The
aryl hydrocarbon receptor (AhR) is a heterodimeric transcriptional regulator with pleiotropic functions in
xenobiotic metabolism and detoxification, vascular development and
cancer. Herein, we report a previously undescribed role for the AhR signalling pathway in the pathogenesis of the wet, neovascular subtype of
age-related macular degeneration (AMD), the leading cause of vision loss in the elderly in the Western world. Comparative analysis of gene expression profiles of aged AhR(-/-) and wild-type (wt) mice, using high-throughput
RNA sequencing, revealed differential modulation of genes belonging to several AMD-related pathogenic pathways, including
inflammation, angiogenesis and extracellular matrix regulation.
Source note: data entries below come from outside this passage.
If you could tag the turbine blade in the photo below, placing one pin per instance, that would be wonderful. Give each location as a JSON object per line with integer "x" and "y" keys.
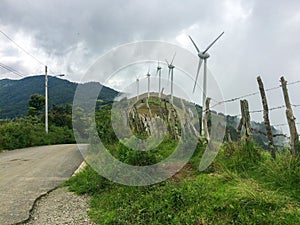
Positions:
{"x": 197, "y": 75}
{"x": 194, "y": 44}
{"x": 173, "y": 58}
{"x": 213, "y": 42}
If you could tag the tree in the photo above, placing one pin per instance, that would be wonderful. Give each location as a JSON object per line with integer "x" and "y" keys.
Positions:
{"x": 36, "y": 105}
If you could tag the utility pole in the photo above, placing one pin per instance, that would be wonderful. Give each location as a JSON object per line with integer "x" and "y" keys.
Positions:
{"x": 46, "y": 100}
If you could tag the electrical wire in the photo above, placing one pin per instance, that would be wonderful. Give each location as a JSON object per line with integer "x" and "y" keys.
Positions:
{"x": 12, "y": 70}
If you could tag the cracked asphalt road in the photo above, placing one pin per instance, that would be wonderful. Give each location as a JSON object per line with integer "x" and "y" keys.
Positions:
{"x": 26, "y": 174}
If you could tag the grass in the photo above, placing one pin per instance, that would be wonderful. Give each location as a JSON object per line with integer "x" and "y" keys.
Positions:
{"x": 243, "y": 186}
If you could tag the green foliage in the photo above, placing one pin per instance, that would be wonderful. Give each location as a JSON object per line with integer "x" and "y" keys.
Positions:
{"x": 14, "y": 94}
{"x": 243, "y": 186}
{"x": 36, "y": 105}
{"x": 61, "y": 116}
{"x": 203, "y": 200}
{"x": 282, "y": 174}
{"x": 238, "y": 157}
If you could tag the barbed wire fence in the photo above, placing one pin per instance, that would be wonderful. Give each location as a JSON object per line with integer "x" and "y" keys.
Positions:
{"x": 269, "y": 109}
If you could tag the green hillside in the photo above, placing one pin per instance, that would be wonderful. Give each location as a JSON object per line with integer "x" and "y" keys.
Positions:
{"x": 14, "y": 94}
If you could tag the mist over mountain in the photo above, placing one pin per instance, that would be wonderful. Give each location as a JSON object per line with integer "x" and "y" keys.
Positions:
{"x": 14, "y": 94}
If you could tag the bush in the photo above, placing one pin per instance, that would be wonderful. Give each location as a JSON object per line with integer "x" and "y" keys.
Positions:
{"x": 238, "y": 157}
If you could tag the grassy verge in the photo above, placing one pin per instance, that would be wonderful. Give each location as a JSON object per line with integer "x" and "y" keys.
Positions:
{"x": 243, "y": 186}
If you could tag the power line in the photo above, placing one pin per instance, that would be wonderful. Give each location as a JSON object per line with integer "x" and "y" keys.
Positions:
{"x": 21, "y": 47}
{"x": 12, "y": 70}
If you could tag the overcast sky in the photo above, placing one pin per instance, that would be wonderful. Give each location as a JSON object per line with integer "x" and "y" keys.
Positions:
{"x": 261, "y": 38}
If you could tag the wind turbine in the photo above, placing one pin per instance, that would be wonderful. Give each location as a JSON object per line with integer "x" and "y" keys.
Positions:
{"x": 158, "y": 72}
{"x": 203, "y": 56}
{"x": 171, "y": 68}
{"x": 148, "y": 75}
{"x": 137, "y": 88}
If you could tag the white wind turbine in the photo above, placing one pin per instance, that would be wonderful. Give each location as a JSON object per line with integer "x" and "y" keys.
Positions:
{"x": 148, "y": 75}
{"x": 137, "y": 88}
{"x": 203, "y": 56}
{"x": 158, "y": 72}
{"x": 171, "y": 72}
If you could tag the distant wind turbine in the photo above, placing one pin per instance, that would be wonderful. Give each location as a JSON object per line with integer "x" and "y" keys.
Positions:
{"x": 171, "y": 72}
{"x": 148, "y": 76}
{"x": 137, "y": 88}
{"x": 158, "y": 72}
{"x": 203, "y": 56}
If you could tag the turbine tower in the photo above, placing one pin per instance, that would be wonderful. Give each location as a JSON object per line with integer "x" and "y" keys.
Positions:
{"x": 171, "y": 72}
{"x": 203, "y": 56}
{"x": 158, "y": 72}
{"x": 137, "y": 88}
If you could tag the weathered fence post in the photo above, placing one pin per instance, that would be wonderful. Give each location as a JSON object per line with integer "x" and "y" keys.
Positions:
{"x": 290, "y": 117}
{"x": 245, "y": 121}
{"x": 266, "y": 117}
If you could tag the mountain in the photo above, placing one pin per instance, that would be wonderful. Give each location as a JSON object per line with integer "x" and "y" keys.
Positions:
{"x": 14, "y": 94}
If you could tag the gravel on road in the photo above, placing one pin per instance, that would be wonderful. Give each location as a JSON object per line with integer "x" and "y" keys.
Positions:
{"x": 61, "y": 207}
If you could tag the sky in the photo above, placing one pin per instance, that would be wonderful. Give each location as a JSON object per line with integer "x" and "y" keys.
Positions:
{"x": 261, "y": 38}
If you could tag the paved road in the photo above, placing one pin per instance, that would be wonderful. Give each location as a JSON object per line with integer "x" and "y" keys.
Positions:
{"x": 25, "y": 174}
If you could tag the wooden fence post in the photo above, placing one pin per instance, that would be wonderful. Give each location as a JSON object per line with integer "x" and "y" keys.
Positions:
{"x": 266, "y": 117}
{"x": 205, "y": 119}
{"x": 290, "y": 117}
{"x": 245, "y": 120}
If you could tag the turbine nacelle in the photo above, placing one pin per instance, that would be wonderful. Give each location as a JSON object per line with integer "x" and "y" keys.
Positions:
{"x": 203, "y": 56}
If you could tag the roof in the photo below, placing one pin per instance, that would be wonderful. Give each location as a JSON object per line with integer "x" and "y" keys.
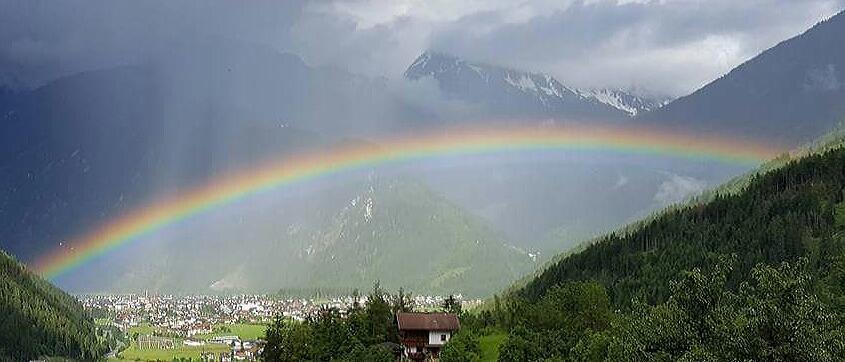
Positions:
{"x": 428, "y": 321}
To investigate AhR regulation of these pathways in wet AMD, we experimentally induced choroidal neovascular lesions in AhR(-/-) mice and found that they measured significantly larger in area and volume compared to age-matched wt mice. Furthermore, these lesions displayed a higher number of ionized
calcium-binding adaptor molecule 1-positive (Iba1(+) ) microglial cells and a greater amount of
collagen type IV deposition, events also seen in human wet AMD pathology specimens. Consistent with our in vivo observations, AhR knock-down was sufficient to increase choroidal endothelial cell migration and tube formation in vitro. Moreover, AhR knock-down caused an increase in
collagen type IV production and secretion in both
retinal pigment epithelial (RPE) and choroidal endothelial cell cultures, increased expression of angiogenic and inflammatory molecules, including
vascular endothelial growth factor A (VEGFA) and
chemokine (C-C motif) ligand 2 (CCL2) in RPE cells, and increased expression of
secreted phosphoprotein 1 (SPP1) and transforming growth factor-β1 (TGFβ1) in choroidal endothelial cells. Collectively, our findings identify AhR as a regulator of multiple pathogenic pathways in experimentally induced
choroidal neovascularization, findings that are consistent with a possible role of AhR in wet AMD. The data discussed in this paper have been deposited in NCBI's Gene Expression Omnibus; GEO Submission No. GSE56983, NCBI Tracking System No. 17021116.